Lorsqu’on lit ça, on comprend toute l’idéologie qui se montre presque sans fard derrière le « travail », pas gratuit du tout, de ces deux ponctionnaires, puisqu’il s’agit d’un véritable prêche des envieux, un credo d’ignares et un condensé de la philosophie de l’échec chère à Winston Churchill. On ne sait plus où termine la réflexion fiscale, où s’achève le bon sens d’une éventuelle participation (qu’on voudrait bien consentie) d’une population aux impôts, et où commence le parasitisme le plus éhonté, le vol pur et simple des efforts des autres pour continuer à faire durer un système qui n’a pour le moment réussi à prouver son efficacité qu’à nourrir ce genre d’engeance collectiviste opérée de la honte.

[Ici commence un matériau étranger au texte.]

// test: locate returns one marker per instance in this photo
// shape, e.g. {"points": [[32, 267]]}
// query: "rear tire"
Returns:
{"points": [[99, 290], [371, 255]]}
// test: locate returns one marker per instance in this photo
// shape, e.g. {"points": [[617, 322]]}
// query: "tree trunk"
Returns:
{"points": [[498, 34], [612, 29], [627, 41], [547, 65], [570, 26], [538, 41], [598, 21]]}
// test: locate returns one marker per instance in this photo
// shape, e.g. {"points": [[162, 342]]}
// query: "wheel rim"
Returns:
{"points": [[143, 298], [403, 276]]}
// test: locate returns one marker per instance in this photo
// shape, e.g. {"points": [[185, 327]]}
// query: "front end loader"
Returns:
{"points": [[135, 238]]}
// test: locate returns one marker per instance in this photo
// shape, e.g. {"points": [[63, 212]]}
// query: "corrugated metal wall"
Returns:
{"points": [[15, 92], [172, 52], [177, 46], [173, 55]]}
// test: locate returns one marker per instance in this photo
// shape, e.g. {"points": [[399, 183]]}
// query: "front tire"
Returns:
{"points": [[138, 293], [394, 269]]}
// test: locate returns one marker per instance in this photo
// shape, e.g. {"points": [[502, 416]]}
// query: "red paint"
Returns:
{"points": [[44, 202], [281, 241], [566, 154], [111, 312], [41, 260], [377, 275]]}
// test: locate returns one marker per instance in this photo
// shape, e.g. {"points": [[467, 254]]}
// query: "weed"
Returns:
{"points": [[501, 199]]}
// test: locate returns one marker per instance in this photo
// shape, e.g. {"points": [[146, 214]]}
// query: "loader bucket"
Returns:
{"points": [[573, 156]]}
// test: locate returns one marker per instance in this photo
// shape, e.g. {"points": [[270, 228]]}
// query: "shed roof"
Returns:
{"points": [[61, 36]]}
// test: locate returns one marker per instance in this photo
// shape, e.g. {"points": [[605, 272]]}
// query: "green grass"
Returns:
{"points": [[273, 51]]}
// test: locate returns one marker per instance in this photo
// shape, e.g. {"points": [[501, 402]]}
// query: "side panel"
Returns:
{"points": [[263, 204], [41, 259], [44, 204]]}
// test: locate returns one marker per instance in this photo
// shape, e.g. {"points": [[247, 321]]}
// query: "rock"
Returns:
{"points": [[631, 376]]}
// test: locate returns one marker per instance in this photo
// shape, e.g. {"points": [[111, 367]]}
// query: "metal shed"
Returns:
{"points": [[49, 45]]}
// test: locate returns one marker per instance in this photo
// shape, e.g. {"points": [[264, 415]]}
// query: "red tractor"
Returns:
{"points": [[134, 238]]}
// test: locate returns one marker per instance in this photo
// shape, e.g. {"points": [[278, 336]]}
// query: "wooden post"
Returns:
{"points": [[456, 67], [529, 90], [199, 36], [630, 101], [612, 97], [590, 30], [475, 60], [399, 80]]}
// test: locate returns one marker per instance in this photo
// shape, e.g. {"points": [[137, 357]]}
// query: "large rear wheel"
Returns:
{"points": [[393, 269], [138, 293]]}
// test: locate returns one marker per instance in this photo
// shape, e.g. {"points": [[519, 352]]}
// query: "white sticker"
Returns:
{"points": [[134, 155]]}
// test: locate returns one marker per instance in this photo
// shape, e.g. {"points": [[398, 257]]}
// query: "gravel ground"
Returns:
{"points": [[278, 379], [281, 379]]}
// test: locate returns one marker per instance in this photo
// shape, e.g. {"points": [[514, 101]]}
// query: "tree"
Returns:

Il n’existe plus guère que deux explications à la folie taxatoire qui règne en France actuellement : les politiciens sont devenus complètement stupides, ou l’État est aux abois financièrement et la panique qui se lit en filigrane de ces propositions de plus en plus rocambolesques ne présage absolument rien de bon.
Et malheureusement, de ces deux explications, sachez que le cumul est possible.